The company Complete Formations Ltd writes

Companies with One Director
Prior to the 1st October 2009 (when certain provision of the Companies Act 2006 were introduced) if when forming a company, there was be only one director (single director companies as they are known), then that same person could not also then be the secretary. In this case another person or company would have been required to fill the role of secretary.

More than One Director
Again before the inception of the Companies Act 2006 regulations, where there was to be more than one company director, one of these persons could then also act as the company secretary.


The Institute of Directors writes:

Formal duties
According to the July 2018 UK Corporate Governance Code, “All directors should have access to the advice of the company secretary, who is responsible for advising the board on all governance matters.
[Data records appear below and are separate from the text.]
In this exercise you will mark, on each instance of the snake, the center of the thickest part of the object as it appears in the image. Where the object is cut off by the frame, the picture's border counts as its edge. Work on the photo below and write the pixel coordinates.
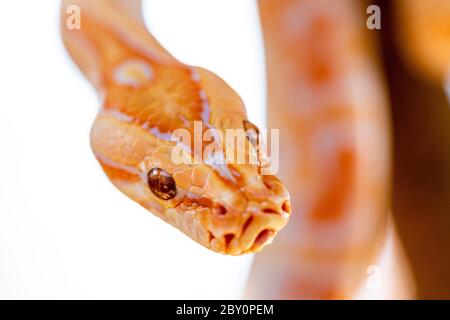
(327, 92)
(146, 95)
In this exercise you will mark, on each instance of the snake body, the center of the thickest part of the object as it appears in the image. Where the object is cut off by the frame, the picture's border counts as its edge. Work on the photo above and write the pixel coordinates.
(325, 90)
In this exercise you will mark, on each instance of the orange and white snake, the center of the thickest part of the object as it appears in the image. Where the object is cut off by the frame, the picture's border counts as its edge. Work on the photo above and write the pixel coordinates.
(326, 94)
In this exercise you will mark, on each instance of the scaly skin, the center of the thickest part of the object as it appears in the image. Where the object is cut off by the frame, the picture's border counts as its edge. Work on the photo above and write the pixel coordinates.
(326, 91)
(423, 37)
(146, 95)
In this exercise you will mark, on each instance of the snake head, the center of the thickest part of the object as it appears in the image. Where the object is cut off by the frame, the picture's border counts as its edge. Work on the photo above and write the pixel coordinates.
(229, 208)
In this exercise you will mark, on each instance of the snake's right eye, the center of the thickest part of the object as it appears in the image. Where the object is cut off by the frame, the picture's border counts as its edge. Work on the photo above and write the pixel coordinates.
(161, 184)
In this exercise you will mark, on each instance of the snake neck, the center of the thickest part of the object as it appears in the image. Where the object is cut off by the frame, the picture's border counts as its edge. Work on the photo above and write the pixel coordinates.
(102, 42)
Both the appointment and removal of the company secretary should be a matter for the whole board.”

This means that if there is only one director, it would be impossible for them to consult the company secretary, being one and the same person. The page goes on to say (quoting the Cadbury Report 1993)

The company secretary has a key role to play in ensuring that board procedures are both followed and regularly reviewed. The chairman and the board will look to the company secretary for guidance on what their responsibilities are under the rules and regulations to which they are subject and on how these responsibilities should be discharged. All directors should have access to the advice and services of the company secretary and should recognise that the chairman is entitled to strong support from the company secretary in ensuring the effective functioning of the board.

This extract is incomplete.